Qual a origem do uso de bera, na aceção de «coisa de má qualidade» e, em sentido figurado, «zangado, furioso» («ficar bera»)?
[...] O vespertino [português] A Capital dedicava a 14 de Julho de 1916, página e meia não assinada a "O Chiado e ruas circunvizinhas – Sua história e tradição comercial – Estabelecimentos que já desapareceram, principais estabelecimentos de hoje". Isto depois de, a 29 de Junho ter publicado, também anonimamente, "A Rua do Ouro – Os seus principais estabelecimentos – Um pouco de história e de tradição".
Ambos os artigos seriam o que hoje poderíamos classificar de publi-reportagem, pois pensamos que «quem não pagou, não apareceu». Mas, mesmo assim, valem como documento para quem, como nós, se interessa pela evolução do retalho nacional, especialmente nos ramos da relojoaria, ourivesaria ou joalharia. [...]
«O Chiado é a rua elegante por excelência. A rua do Ouro pode disputar-lhe a primazia na opulência comercial, na vida intensa dos negócios, na magnificência dos seus estabelecimentos, na riqueza das suas joalharias. Mas o centro da moda permanecerá sempre nessa formosíssima artéria em forma de rampa, que vem de lá de baixo, do antigo Palácio Ouguella, até ao largo do Camões. Todos os grandes janotas alfacinhas passaram dois terços da sua vida no Chiado. Todos os estroinas da boémia doirada por ali andaram a cavar a sua ruina. O Chiado foi sempre para o High-Life de Lisboa o que Picadilly Street é para a alta roda londrina. Quem quer ditar a moda tem de empoleirar-se no Chiado, em sítio bem elegante e bem visível – a Marques, por exemplo.»
Começa assim o artigo, notando que, oficialmente, o Chiado chama-se Rua Garrett. «Mas não vingou o crisma.»

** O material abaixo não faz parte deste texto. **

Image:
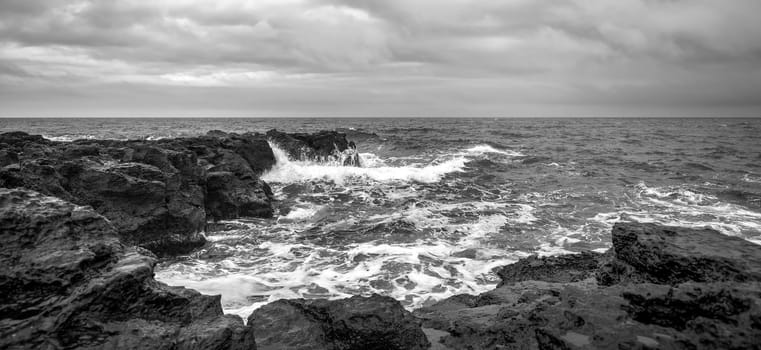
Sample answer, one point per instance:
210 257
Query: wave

«No Chiado existiram sempre alguns dos mais célebres estabelecimentos comerciais de Lisboa», faz notar A Capital. «Foi no Chiado que, na sua maior parte, se estabeleceram os comerciantes franceses que, aí por meados do século passado, vieram lançar em Lisboa os novos processos de comerciar e que, servindo de tronco a várias gerações, formaram como que dinastias que ainda hoje existem e que são comerciantes, na sua quase totalidade, como aqueles que as fundaram.»
Quanto ao sector de ourivesaria, joalharia e relojoaria, o artigo refere:
«Foram ali dar os célebres brilhantes Bera, que deslumbraram o alfacinha, arrancando-lhe o dinheiro à farta e seduzindo-o com o brilho fulgurante das suas falsas pedrarias e das suas jóias de latão. Os brilhantes Bera foram, inegavelmente, uma das mais estranhas loucuras da Lisboa no nosso tempo.»
A história dos brilhantes Bera parece ser a seguinte: nos números 2 a 6 da Rua Garrett apareceu por volta de 1900 um estabelecimento de artigos de origem americana. Pertencia à Bera Scientific Diamond Palace e, no espaço sumptuosamente montado, exibiam-se jóias falsas, mas de acabamento elaborado. «Mais reais que as jóias reais», era o seu lema. O êxito foi tremendo, mas o termo "bera" ficou. Para qualificar negativamente algo ou alguém. [...]
in "O Chiado e o seu comércio, em 1916", transcrito no blogue Estação Chronographica, tendo-se mantido as ortografias do texto original.